Many in the industry will have you believe that most self-managed super fund (SMSF) investors lack the basic education necessary to run such a fund, and leave most of their assets to languish in cash, blissfully unaware of the damage it’s doing to their long term wealth.

The government is in the midst of a review into the sector after an Australian Taxation Office (ATO) survey found 21 per cent of participating SMSF trustees had ‘low’ or ‘low to medium’ knowledge of their obligations, and 30 per cent could not explain what the ‘sole purpose test’ was.

The survey also found 15 per cent of trustees did not have an investment strategy, while another 25 per cent were unaware of the restrictions on the type of assets that could be acquired from related parties.

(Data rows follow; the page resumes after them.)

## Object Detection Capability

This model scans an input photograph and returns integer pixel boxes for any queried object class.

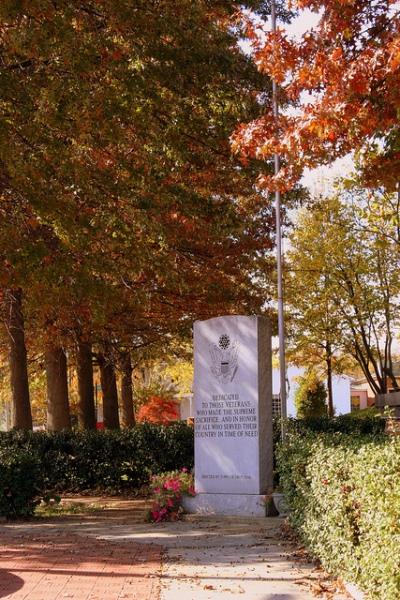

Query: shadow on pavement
[0,569,25,598]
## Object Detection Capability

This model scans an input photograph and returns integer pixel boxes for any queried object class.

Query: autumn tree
[0,0,290,427]
[234,0,400,191]
[290,189,400,393]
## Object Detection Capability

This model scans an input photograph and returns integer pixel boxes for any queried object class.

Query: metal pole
[271,0,287,439]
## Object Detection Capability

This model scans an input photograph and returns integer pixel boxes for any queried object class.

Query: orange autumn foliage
[232,0,400,190]
[136,396,179,425]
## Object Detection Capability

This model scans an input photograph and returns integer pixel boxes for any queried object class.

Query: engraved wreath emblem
[210,333,238,383]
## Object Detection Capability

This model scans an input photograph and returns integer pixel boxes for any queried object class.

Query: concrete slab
[4,504,351,600]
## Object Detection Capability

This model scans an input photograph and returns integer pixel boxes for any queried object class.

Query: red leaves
[136,396,179,425]
[236,0,400,191]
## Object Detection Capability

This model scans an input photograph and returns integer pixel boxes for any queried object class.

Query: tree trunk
[98,354,119,429]
[45,346,71,431]
[326,342,334,417]
[6,289,32,429]
[76,340,96,429]
[121,352,135,428]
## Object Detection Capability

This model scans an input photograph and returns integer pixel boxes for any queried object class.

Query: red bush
[136,396,179,425]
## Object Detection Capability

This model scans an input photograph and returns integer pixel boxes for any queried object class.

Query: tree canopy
[233,0,400,190]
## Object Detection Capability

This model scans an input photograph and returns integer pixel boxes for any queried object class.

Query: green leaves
[278,433,400,600]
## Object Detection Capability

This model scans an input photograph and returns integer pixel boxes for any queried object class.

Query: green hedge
[0,447,40,519]
[277,432,400,600]
[288,418,385,435]
[0,422,193,493]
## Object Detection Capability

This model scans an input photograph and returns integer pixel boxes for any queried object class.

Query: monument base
[183,494,266,517]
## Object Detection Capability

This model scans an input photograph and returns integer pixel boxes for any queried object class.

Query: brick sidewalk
[0,532,161,600]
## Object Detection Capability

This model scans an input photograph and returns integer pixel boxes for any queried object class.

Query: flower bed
[148,467,195,523]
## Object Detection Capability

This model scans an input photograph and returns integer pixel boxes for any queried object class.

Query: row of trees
[0,0,296,429]
[287,181,400,412]
[232,0,400,414]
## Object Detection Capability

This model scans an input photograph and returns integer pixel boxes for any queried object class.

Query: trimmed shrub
[288,414,385,435]
[0,421,193,492]
[0,448,39,519]
[277,432,400,600]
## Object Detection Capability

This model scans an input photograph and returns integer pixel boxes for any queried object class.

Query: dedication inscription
[194,316,272,494]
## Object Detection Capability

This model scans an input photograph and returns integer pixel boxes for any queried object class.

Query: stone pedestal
[187,316,273,516]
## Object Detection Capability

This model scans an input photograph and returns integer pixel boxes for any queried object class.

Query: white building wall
[272,366,351,417]
[180,366,351,420]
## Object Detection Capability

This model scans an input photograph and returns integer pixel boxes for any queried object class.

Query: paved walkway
[0,526,161,600]
[0,500,348,600]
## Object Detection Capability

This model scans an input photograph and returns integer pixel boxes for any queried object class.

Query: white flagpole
[271,0,287,438]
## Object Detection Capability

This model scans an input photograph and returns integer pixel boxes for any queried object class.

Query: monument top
[194,315,272,494]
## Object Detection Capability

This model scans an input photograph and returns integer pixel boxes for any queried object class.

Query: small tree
[294,369,327,419]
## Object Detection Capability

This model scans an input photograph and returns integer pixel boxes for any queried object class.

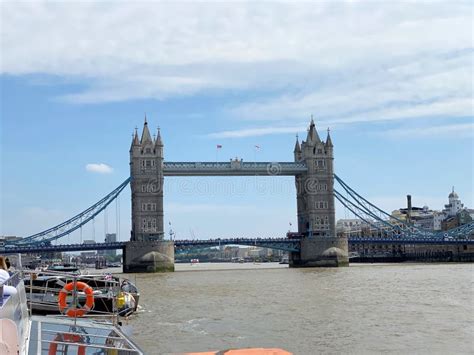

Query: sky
[0,1,474,242]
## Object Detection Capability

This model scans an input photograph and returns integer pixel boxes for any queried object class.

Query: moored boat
[24,271,140,316]
[0,273,143,355]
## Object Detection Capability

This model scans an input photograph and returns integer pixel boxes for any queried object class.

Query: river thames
[119,263,474,354]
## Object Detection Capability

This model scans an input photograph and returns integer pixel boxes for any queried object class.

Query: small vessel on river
[24,270,140,316]
[0,272,144,355]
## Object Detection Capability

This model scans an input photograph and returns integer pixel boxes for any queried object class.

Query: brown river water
[113,263,474,354]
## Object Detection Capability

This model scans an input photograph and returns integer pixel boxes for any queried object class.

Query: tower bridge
[4,119,474,272]
[125,119,348,271]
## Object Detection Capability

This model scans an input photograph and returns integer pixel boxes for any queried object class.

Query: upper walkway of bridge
[163,159,308,176]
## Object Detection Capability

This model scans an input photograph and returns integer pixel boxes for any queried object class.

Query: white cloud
[86,163,114,174]
[380,123,474,139]
[1,2,473,129]
[208,125,305,138]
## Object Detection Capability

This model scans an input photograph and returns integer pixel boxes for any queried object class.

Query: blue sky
[0,1,474,241]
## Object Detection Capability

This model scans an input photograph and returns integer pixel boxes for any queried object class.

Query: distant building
[105,233,117,257]
[433,211,446,231]
[336,218,370,236]
[443,187,464,217]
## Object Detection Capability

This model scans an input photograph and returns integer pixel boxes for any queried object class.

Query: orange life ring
[58,281,94,317]
[48,333,86,355]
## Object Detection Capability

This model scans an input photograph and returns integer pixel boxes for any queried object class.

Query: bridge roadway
[0,237,474,254]
[163,160,308,176]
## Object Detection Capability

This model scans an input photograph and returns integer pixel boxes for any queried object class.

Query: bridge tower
[123,117,174,272]
[130,118,164,241]
[290,118,348,266]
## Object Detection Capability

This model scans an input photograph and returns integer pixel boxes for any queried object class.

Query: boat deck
[28,316,143,355]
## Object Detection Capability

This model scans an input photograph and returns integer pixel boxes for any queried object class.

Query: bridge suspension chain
[14,178,130,244]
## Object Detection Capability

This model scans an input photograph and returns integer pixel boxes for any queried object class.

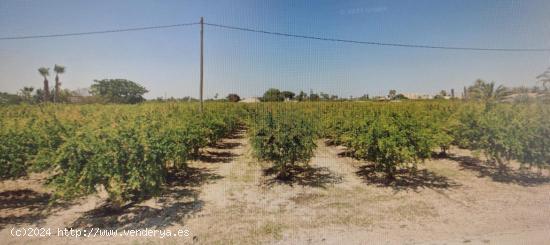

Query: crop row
[0,104,240,205]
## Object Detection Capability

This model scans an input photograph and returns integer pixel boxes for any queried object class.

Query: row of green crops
[452,103,550,168]
[248,101,550,179]
[0,103,242,205]
[0,101,550,199]
[321,102,458,179]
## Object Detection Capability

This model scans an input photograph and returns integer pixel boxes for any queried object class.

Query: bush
[251,112,316,179]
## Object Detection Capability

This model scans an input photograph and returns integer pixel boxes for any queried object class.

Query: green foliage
[90,79,148,104]
[262,88,285,101]
[227,94,241,102]
[453,103,550,168]
[250,111,316,179]
[0,103,240,206]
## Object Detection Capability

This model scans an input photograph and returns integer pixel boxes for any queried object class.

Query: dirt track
[0,132,550,244]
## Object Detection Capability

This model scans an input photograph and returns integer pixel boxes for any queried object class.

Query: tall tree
[19,87,34,102]
[91,79,149,104]
[53,64,65,102]
[468,79,510,101]
[388,89,397,100]
[281,91,296,100]
[262,88,284,101]
[227,94,241,102]
[38,67,50,102]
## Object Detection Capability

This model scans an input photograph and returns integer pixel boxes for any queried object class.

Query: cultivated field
[0,101,550,244]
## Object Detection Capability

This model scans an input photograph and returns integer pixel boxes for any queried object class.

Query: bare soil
[0,131,550,244]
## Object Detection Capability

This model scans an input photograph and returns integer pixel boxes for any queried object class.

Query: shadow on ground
[356,164,459,191]
[264,166,342,188]
[448,155,550,186]
[198,150,239,163]
[0,189,50,229]
[70,168,222,230]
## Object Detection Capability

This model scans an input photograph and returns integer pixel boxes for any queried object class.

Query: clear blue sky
[0,0,550,98]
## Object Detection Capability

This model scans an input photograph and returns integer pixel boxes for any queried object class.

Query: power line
[0,22,550,52]
[204,22,550,52]
[0,22,199,40]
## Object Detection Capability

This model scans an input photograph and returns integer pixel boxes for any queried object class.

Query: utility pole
[200,17,204,113]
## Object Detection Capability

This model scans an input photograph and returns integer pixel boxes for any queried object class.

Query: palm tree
[38,67,50,102]
[468,80,510,101]
[19,87,34,102]
[53,64,65,103]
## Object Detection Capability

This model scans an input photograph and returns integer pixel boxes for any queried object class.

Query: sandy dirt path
[0,135,550,244]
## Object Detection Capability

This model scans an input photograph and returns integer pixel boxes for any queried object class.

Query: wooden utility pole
[200,17,204,113]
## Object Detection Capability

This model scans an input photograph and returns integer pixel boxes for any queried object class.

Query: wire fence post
[200,17,204,113]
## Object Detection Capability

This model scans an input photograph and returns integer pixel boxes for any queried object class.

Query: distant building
[239,97,260,103]
[402,93,433,100]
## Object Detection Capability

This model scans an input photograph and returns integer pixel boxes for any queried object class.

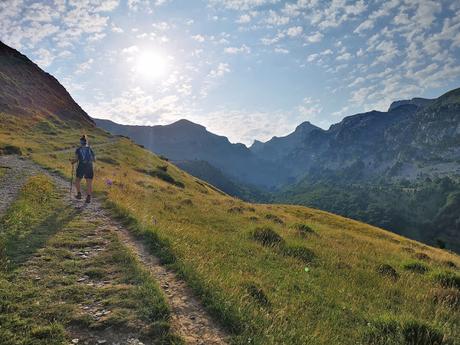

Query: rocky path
[0,156,228,345]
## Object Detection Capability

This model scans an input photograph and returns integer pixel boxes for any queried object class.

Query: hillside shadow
[5,207,83,270]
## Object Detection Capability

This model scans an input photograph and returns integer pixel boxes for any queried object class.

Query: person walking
[71,135,96,204]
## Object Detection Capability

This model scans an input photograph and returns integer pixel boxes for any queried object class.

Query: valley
[0,40,460,345]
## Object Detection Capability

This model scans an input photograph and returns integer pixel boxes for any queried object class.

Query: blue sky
[0,0,460,144]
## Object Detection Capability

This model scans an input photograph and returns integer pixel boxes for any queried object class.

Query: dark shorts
[77,163,94,179]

Some superannuation industry associations have since called for mandatory education requirements for all trustees, the notion being that many lack the financial know-how, or assets, to warrant setting up an SMSF.

But new research raises some questions over the validity of such arguments.

Contrary to popular opinion, the AMP Capital/Investment Trends 2008 SMSF Investor Report found 66 per cent of SMSF investors plan to maintain their long term investment strategy following the recent market volatility.

A further 25 per cent said they were ‘buying undervalued assets now on an opportunistic basis’, while 14 per cent plan to accumulate cash and invest once markets calmed down.

While almost half of respondents had been adversely impacted by the share market downturn, 46 per cent had incurred paper losses only, because they had not sold the assets.

Do these findings sound like the characteristics of a typical retail investor, who buys on the high and sells on the low, or fairly sensible approaches based on a sound understanding of long term investing?

It must be noted at this point that half of those surveyed use a financial planner or specialist superannuation consultant (which Investment Trends has identified as being financial planners who specialise in SMSFs), up from only a third when the survey began four years ago.

The increase to 49 per cent remains on par with the 2007 findings, with last year’s surge attributed in part to Simpler Super, which spurred demand for superannuation advice.

Due to their age demographic – 89 per cent are over 40, and 68 per cent are over 50 – Mark Johnston, principal at Investment Trends, says SMSFs are also generally buy and hold investors, so fluctuations in stock prices don’t matter as much when the investor has no intention of selling the assets.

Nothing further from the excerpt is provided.